Guys, I am new to opening up a tractor but I understand the technical aspects and do enjoy working on them. I have a 72 Ford 3000 Gas engine that was knocking when at an idle (low end) and started knocking toward the top end as well. I have just purchased the tractor so don't have much history. I decided to go ahead and open it up to see what is going on with the top and bottom end. I found the bottom end knock is spun bearings on #1 rod and the top end knock that just started is the top of the #1 piston smacking the bottom of head. I currently have the entire front end off the tractor and top/bottom opened up. I can very easily at this point do an in frame overhaul but I would like your opinions on the crank and whether or not it needs to come out. As well I didn't think these 3 cylinders had sleeves but it appears to me they do. I have not put a micrometer on anything yet as I need to pick up a new one but wanted to see what you guys thought and what you would do, Thanks in advance and God Bless.View media item 3147View media item 3146View media item 3145View media item 3144View media item 3143View media item 3142View media item 3141View media item 3140View media item 3139


----------



## sixbales (May 18, 2011)

Howdy Gatertech, welcome to the tractor forum.

Your tractor originally had a parent-bore engine, therefore if it has sleeves it has been bored and sleeved at some point in its past. 

My GUESS is that the engine was run out of oil......either that or it has a blockage in the oil galley. 

I would take the crank to an engine/machine shop and get their opinion.


----------



## RC Wells (Dec 26, 2008)

You will need to split the tractor and remove the crankshaft. If the piston is hitting the head the crank will need to be removed and trued as a minimum. If there is scoring of the crank it will need to be turned if there is still an undersize bearing available. If the engine has sleeves I would guess the crank has already been turned undersize, but?? The rod on the piston that was hitting will need to be straightened or replaced.

I have no idea of the cost of machine work in your area, but it is cost prohibitive here. If it were me I would get on the phone and price a rebuilt unit from http://www.ssbtractor.com or one of the other sources. Then get a quote from a machine shop.

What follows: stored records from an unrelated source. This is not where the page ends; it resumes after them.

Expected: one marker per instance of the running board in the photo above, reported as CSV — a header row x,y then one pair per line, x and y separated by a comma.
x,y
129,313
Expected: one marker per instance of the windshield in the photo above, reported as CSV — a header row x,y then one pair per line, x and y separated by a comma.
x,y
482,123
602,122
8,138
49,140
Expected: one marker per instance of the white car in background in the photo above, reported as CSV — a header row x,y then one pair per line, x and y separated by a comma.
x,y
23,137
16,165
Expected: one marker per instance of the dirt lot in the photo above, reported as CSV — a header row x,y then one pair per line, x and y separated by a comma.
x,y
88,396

The photos finally came up. Pistons look scored, so will require knurling, and it appears the oil control ring is letting a lot of oil into the combustion chamber. Lots of machine work, and you are not even to the oil pump and timing gear train and camshaft to assess condition of those components.


----------



## Gatertech (Jun 3, 2018)

Thanks guys, that's what I was thinking as well just not as experienced with the cranks and didn't want to do any unnecessary work.
I see how to split the tractor and I am literally bolts away from that however looking forward is it hard to remove the crank? I have never went that far. As well can you guys recommend a good shop manual for the specs, torques, and such?


----------



## RC Wells (Dec 26, 2008)

Manual right here on this site in the Manuals tab: https://www.tractorforum.com/manuals/


----------